Iron complexes of facially capping triphosphorus macrocycles

Abstract

Primary and secondary phosphine piano-stool complexes of the type [η⁵-CpFeL₃]⁺ (L = phenylphosphine, 3, (α-methyl)vinylphosphine, 4, allylphosphine, 5, (2-methylpropenyl)phosphine, 5b, allyl(phenyl)phosphine, 6) are described. The alkenyl phosphine complexes, 5 and 6, react by intramolecular hydrophosphination to give the corresponding [η⁵-CpFe]⁺ complexes of 1,5,9-triphosphacyclododecane (12-aneP₃R₃, 2, R = H), 9 and 10 respectively.

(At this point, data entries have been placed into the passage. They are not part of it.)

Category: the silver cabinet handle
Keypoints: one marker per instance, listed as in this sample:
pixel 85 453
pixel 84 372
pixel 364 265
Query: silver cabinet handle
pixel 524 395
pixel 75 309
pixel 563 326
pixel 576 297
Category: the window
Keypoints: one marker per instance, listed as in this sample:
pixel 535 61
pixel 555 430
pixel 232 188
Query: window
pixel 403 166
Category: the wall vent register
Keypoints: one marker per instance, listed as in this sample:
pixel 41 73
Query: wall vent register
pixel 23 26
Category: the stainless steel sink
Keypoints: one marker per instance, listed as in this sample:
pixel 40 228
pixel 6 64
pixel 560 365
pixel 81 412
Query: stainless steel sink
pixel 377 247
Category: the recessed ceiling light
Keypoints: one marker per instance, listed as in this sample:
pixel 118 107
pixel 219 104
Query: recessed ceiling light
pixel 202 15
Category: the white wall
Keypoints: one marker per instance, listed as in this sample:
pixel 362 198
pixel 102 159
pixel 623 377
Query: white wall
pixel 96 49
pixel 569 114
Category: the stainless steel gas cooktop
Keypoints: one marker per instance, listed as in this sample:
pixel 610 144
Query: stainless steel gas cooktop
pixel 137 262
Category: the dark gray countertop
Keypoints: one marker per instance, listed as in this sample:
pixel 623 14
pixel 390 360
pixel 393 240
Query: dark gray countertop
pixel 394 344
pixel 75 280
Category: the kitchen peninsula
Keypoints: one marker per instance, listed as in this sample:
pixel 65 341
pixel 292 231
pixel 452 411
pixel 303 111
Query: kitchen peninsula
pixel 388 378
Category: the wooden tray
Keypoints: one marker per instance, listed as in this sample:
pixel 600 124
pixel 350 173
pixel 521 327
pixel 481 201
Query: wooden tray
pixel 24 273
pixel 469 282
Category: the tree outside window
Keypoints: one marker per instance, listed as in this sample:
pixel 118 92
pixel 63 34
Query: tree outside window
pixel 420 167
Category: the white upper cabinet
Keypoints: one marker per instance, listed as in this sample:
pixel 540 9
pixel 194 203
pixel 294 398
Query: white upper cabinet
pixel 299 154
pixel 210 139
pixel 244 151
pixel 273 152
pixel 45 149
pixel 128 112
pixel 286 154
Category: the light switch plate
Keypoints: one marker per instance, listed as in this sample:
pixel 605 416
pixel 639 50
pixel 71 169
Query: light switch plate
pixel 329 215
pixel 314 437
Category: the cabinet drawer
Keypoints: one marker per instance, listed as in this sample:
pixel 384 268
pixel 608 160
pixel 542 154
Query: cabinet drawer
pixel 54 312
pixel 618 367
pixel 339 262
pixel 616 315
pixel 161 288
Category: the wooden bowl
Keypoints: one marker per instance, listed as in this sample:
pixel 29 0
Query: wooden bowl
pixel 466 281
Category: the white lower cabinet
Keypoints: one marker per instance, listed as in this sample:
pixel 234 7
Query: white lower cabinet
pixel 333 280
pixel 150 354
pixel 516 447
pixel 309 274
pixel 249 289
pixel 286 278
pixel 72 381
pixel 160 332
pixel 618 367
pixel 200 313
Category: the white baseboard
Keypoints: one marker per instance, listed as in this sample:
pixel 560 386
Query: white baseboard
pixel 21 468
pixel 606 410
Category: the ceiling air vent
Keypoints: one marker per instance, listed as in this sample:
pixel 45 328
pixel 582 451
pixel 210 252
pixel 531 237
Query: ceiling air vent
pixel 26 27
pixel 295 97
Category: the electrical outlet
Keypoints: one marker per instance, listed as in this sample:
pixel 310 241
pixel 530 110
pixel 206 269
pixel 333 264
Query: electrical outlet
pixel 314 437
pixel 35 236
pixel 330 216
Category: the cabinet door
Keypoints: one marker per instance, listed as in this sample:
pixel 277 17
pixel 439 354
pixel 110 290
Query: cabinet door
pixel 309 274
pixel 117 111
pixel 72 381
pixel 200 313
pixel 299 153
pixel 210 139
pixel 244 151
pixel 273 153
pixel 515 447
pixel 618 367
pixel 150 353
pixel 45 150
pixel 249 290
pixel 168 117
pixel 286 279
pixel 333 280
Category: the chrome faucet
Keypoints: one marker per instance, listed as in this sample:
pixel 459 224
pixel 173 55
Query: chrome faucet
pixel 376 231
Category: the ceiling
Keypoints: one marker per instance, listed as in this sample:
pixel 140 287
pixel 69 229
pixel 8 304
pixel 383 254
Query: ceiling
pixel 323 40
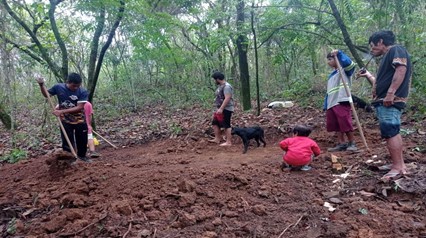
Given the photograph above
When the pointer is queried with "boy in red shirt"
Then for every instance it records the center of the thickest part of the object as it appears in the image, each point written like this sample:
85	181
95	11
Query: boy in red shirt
299	149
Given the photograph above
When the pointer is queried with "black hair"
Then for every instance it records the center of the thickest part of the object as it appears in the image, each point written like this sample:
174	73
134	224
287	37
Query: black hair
218	75
74	78
302	130
387	36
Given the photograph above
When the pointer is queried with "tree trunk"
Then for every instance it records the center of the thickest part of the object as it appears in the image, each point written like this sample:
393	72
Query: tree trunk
256	60
5	118
242	43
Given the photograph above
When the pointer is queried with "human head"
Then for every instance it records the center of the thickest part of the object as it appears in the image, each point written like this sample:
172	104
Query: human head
218	77
301	130
331	60
73	81
380	41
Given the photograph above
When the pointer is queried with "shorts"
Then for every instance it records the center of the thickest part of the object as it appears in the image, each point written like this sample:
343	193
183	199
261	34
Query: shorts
389	121
339	118
226	123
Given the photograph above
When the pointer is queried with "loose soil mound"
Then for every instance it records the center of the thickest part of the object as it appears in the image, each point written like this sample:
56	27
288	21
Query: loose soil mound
183	186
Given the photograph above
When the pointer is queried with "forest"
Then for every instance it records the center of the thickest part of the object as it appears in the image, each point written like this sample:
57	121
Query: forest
147	66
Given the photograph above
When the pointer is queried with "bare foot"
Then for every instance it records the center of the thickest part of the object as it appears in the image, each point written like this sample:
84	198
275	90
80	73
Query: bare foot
392	175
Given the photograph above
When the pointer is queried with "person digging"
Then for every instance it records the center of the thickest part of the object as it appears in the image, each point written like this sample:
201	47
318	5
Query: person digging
71	97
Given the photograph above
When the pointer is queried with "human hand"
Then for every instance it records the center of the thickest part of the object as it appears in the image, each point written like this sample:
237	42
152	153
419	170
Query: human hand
57	113
388	100
334	52
39	79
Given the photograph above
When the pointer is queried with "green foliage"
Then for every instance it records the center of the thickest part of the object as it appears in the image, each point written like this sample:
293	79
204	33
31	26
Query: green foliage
14	156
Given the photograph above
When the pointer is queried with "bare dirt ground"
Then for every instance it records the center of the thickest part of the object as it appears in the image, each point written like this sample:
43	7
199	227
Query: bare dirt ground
179	185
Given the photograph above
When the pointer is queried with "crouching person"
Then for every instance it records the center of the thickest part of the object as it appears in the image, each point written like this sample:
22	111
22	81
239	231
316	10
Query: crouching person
299	149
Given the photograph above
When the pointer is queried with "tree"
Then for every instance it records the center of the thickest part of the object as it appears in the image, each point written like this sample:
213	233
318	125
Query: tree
242	45
39	21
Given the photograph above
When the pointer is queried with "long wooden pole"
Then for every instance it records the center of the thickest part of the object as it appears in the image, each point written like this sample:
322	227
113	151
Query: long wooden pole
60	124
348	93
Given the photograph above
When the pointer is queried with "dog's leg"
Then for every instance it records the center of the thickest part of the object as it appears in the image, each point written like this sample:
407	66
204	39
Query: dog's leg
245	142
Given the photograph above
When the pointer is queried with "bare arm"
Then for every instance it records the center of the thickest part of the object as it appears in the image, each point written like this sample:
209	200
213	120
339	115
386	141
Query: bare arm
398	78
79	107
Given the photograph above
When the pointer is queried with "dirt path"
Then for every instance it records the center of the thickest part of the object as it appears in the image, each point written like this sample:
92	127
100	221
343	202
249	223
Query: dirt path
187	187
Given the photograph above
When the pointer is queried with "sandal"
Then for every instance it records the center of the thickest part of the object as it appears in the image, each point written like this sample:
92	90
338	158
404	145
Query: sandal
390	176
385	167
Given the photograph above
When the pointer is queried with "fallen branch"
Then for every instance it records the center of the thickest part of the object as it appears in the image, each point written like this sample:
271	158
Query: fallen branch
294	225
84	228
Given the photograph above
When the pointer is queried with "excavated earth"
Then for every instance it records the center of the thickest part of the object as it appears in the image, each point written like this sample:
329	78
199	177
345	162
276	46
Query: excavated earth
174	183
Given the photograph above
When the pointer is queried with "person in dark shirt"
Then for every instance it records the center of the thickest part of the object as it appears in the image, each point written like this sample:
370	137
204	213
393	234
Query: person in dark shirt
390	94
71	97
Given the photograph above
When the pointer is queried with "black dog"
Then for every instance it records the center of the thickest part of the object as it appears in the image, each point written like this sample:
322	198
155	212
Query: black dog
249	133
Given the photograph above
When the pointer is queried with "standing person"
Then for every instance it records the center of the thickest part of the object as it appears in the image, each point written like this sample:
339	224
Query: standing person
71	98
299	149
390	93
224	103
339	114
88	112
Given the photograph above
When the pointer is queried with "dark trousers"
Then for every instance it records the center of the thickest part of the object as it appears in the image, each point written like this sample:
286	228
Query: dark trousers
77	133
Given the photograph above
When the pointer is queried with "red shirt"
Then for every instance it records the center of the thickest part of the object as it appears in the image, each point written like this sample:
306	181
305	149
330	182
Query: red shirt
88	111
299	150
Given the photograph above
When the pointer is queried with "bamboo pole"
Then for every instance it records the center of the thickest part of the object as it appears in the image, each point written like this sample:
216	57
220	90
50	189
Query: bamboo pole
104	139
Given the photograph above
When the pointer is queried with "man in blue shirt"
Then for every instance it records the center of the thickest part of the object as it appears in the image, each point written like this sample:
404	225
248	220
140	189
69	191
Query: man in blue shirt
390	94
71	98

Alkylation of the secondary phosphines in 9 is achieved by hydrophosphinations with ethene to give the 12-aneP₃R₃ (R = Et) derivative 11. These complexes are also obtained by reaction of suitable [η⁵-CpFe]⁺ containing precursor complexes with the corresponding free 12-aneP₃R₃ macrocycle as is the related [η⁵-Cp*Fe]⁺ derivative, 8. Direct substitution of acetonitrile in [Fe(CH₃CN)₆][BF₄]₂ by 12-aneP₃Et₃, leads to the macrocycle piano-stool complex, [(12-aneP₃Et₃)Fe(CH₃CN)₃][BF₄]₂, 7. The crystal structures of selected primary phosphine, η⁵-Cp, η⁵-Cp* complexes and 7, allow a comparison of steric influences upon key macrocycle ring closure reactions and hence an insight into parameters required for the formation of smaller ring sizes by template based methods.